The two-hybrid assay was performed and tested as described by Uetz et al. (2000). The PEF1 gene was amplified using the following oligonucleotides: (5′-AGCGAGATCTCAATGTGTGCAAAGAAGCTCAAAT-3′) and (5′-TCCGCTCGAGTCAATGAGGTAGGAAACGACCT-3′), digested with BglII–XhoI, cloned into a BamHI–XhoI site of pMM5 (LexA^DNA. bait) or pMM6 (Gal4p^TA prey vector) (Schramm et al., 2001) and transformed respectively into YPH500 (Sikorski and Hieter, 1989) and SGY37 (Geissler et al., 1996) strains. Interacting proteins shown in Fig. 8A were expressed in pMM5 and pMM6 vectors containing Tem1 (pCL9-2), Mob2 (pSM886-1) and Cbk1 (pSLS015-1) cloned in BamHI–XhoI site (E. Schiebel plasmid collection).

Coimmunoprecipitation

Coimmunoprecipitation was performed as described (Kemp and Sprague, 2003): yeast extract and immunoprecipitates were separated by SDS-PAGE gel 10% and transferred to nitrocellulose.
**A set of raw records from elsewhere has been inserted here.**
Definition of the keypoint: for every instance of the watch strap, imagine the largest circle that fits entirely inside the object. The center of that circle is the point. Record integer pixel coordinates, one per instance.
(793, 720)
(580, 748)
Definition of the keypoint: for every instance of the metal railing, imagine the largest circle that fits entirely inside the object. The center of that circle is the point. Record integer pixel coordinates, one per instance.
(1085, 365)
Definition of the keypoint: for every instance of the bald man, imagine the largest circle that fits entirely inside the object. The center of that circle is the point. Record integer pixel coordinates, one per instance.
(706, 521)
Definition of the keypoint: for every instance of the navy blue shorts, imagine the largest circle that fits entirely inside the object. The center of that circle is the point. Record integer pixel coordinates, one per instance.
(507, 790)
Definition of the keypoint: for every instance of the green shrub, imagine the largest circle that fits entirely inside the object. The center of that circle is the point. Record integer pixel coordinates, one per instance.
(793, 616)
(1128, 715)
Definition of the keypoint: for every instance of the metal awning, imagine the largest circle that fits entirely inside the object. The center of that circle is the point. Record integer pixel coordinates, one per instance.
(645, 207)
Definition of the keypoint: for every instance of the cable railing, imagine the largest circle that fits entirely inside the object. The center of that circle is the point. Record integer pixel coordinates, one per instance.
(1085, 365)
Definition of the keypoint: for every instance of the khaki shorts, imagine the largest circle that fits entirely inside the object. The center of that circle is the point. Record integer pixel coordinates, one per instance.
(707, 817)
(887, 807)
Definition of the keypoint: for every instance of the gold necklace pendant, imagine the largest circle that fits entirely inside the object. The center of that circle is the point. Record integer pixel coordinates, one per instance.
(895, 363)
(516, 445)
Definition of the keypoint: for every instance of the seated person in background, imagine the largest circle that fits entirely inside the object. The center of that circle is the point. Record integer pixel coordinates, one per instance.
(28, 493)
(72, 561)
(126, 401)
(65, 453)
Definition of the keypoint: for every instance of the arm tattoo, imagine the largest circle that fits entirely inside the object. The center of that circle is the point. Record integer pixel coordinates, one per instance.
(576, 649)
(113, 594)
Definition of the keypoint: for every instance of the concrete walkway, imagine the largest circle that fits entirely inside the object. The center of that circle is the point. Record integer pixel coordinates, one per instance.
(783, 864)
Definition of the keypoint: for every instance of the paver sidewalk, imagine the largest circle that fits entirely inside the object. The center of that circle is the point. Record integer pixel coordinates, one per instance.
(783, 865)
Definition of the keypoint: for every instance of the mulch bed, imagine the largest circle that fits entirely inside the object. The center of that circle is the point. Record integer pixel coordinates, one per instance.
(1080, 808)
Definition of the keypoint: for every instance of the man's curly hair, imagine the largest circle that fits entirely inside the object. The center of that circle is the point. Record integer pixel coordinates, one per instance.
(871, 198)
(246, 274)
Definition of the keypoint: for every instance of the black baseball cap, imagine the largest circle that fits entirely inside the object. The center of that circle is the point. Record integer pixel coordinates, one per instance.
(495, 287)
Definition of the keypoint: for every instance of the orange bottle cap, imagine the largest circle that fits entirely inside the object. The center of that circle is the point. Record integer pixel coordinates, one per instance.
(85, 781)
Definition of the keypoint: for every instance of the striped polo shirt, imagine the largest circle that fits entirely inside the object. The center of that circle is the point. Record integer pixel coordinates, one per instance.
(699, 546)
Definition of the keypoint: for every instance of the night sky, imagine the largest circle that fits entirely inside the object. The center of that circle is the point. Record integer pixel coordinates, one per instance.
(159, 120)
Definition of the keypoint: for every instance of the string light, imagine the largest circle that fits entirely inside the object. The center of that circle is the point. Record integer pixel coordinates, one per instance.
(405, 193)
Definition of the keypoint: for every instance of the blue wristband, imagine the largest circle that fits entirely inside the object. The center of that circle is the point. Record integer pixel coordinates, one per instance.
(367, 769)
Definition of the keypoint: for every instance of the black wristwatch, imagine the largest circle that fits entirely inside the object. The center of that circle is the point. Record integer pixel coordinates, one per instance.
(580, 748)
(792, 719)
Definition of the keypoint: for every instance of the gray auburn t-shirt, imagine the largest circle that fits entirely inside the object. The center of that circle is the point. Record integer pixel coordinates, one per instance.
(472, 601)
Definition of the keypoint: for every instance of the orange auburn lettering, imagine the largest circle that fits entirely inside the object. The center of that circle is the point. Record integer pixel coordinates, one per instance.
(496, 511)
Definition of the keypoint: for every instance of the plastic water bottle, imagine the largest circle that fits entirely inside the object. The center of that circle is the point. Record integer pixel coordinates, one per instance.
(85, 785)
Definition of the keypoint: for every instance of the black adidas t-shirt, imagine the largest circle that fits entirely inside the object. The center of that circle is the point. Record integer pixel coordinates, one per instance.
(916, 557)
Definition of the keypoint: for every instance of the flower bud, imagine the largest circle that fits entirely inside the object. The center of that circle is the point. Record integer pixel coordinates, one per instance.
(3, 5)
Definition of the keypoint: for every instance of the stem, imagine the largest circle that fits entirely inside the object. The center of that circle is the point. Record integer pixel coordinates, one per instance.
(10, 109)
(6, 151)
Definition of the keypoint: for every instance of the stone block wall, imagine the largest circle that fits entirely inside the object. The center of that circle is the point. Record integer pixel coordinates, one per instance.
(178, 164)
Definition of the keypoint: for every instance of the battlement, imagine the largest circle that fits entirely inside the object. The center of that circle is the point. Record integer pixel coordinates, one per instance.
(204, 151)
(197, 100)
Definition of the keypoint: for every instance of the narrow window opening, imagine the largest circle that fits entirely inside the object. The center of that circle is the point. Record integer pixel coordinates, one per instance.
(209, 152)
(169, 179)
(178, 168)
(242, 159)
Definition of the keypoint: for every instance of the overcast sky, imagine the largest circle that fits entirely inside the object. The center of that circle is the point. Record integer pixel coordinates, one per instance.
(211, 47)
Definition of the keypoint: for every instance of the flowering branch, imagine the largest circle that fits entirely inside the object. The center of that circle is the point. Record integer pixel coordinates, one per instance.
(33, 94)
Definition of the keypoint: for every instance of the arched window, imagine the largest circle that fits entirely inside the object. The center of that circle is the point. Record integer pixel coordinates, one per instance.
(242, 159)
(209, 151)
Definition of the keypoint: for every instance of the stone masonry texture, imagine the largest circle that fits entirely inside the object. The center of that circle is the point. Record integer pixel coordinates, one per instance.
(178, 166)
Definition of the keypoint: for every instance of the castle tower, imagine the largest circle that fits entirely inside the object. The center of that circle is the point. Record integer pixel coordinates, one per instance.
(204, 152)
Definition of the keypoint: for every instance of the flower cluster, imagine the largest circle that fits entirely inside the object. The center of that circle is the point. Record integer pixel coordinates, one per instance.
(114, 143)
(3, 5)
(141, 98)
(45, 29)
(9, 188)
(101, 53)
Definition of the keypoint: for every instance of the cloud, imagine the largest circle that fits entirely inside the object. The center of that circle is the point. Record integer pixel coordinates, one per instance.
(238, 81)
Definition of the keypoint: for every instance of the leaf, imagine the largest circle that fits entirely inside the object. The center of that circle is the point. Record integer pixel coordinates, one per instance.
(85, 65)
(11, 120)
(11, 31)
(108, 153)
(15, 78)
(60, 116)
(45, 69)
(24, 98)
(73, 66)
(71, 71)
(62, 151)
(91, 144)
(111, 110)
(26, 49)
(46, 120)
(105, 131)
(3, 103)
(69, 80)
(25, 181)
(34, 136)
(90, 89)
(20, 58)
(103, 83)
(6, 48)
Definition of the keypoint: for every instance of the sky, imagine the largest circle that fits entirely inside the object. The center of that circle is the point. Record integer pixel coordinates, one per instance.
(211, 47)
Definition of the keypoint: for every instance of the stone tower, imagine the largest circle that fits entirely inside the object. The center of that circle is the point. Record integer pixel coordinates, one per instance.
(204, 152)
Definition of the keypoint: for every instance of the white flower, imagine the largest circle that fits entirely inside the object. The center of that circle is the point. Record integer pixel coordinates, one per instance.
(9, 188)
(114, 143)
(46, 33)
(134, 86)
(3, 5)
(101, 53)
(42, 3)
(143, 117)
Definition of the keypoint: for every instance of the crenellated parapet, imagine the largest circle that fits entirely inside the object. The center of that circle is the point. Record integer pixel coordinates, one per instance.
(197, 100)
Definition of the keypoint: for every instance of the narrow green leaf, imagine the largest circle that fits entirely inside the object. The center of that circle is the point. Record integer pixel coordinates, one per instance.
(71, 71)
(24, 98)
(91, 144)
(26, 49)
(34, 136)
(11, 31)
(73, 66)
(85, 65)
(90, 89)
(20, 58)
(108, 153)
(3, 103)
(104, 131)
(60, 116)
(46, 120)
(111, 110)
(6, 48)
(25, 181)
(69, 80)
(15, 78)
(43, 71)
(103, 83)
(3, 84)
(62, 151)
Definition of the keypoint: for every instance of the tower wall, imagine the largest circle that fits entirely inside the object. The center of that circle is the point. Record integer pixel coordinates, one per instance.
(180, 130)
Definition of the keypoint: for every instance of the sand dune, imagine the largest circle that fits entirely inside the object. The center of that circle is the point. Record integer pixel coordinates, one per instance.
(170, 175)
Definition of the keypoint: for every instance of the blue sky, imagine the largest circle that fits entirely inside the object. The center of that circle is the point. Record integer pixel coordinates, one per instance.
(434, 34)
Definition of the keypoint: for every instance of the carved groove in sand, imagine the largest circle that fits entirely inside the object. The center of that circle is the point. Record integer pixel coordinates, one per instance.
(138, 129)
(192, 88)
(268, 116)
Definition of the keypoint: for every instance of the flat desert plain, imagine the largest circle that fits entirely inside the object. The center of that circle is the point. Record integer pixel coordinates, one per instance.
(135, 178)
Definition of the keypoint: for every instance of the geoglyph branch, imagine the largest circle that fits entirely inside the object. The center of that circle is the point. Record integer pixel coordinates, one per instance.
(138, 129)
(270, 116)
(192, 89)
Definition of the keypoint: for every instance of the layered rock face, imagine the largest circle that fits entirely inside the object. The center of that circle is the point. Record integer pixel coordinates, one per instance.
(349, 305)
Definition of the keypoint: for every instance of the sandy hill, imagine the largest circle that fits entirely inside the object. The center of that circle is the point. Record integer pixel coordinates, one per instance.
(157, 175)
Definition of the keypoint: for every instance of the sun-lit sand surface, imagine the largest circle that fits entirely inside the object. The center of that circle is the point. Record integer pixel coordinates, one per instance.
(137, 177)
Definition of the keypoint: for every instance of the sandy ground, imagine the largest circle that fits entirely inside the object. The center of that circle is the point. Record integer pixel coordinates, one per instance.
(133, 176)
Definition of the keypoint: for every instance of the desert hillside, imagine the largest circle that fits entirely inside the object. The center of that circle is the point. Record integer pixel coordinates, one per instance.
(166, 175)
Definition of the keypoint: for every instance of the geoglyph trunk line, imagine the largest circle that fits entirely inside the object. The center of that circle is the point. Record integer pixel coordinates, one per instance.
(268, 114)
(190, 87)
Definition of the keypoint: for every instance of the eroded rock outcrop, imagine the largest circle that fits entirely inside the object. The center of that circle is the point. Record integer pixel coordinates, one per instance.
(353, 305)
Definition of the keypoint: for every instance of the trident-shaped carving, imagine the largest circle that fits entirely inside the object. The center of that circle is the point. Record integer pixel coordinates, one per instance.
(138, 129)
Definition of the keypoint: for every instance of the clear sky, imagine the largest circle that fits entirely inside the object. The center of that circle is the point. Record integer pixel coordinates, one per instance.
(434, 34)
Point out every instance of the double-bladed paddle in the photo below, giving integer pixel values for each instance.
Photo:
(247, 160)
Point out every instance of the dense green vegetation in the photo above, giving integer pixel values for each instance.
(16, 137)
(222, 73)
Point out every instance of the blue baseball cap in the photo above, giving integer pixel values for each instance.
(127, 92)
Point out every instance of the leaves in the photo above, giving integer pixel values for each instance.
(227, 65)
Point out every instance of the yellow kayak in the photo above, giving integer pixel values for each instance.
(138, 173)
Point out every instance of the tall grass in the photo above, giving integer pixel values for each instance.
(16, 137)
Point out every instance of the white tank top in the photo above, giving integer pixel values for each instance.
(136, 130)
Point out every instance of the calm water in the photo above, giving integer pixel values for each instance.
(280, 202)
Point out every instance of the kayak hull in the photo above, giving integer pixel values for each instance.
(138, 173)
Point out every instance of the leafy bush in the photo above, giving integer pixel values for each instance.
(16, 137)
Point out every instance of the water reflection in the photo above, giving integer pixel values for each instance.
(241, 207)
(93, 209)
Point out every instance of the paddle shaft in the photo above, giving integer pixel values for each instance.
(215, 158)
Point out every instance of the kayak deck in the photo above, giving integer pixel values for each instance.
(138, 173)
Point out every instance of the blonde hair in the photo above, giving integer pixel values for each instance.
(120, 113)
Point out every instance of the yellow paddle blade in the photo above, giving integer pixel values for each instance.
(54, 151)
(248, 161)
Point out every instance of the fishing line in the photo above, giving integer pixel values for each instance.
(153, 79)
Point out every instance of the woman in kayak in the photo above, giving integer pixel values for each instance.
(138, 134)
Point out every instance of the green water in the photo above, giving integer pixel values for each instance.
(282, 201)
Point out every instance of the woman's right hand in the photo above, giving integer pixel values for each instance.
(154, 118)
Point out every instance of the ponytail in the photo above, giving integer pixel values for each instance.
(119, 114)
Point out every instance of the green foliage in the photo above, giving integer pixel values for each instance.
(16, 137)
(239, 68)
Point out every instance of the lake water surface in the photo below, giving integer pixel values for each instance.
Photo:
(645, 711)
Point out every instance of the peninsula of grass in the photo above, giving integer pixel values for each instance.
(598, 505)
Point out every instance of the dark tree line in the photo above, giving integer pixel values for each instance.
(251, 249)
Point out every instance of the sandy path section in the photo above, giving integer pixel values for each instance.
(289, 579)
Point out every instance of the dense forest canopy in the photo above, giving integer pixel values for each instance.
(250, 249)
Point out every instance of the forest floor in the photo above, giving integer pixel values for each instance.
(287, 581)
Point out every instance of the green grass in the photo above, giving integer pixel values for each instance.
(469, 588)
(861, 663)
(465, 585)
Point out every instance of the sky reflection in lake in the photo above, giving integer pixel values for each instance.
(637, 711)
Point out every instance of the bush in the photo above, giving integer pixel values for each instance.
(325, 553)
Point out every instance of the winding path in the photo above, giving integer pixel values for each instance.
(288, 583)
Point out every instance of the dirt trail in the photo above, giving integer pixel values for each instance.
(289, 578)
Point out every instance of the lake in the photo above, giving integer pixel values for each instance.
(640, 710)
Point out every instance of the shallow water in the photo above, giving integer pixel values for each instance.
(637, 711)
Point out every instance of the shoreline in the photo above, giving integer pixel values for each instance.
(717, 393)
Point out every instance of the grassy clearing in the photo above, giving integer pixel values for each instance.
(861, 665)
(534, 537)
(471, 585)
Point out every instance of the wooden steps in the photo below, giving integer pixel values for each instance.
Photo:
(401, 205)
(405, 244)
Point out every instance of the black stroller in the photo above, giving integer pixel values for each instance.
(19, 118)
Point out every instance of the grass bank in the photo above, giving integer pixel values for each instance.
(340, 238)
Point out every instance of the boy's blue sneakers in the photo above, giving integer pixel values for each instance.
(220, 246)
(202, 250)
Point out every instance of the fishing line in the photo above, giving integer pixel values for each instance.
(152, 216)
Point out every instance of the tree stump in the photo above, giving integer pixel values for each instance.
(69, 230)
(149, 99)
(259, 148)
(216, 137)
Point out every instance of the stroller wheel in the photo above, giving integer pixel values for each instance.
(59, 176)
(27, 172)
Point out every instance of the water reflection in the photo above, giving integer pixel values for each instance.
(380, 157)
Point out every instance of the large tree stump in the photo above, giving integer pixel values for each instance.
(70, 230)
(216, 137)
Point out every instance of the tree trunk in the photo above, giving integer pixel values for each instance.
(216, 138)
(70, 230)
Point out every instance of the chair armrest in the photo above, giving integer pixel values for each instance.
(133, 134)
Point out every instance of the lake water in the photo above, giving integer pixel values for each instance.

Samples were analysed by immunoblotting and developed by standard ECL system (Amersham Biosciences), using anti-GFP (B-2) and anti-myc (9E10) antibodies (Santa Cruz Biotechnology).

Fluorescence Microscopy

Cells containing Pef1p–GFP were grown to early logarithmic phase in YPD plus adenine (100 mg ml⁻¹), and were resuspended in phosphate-buffered saline (PBS) without fixation. GFP signals were detected by their autofluorescence; DNA was stained with 4′,6-diamidono-2-phenylindole (DAPI; Sigma Chemical, St Louis, MO). Images were collected on a Zeiss Axiophot microscope using a Coolsnap HQ camera (Photometrics, Tucson, AZ) and Metamorph software (Universal-Imaging, West Chester, PA). The budding pattern was analysed by Calcofluor White staining. Cells were grown in complete medium until mid-log phase, collected, washed with PBS and resuspended in the same buffer. Calcofluor White (Sigma, St Louis, MO) was added to a final concentration of 1 mg ml⁻¹ for 10 min at room temperature, washed four times and resuspended in PBS. Cells' bud scars were visualized by fluorescence microscopy with a DAPI filter and with phase-contrast microscopy. In each experiment, more than 400 cells were counted.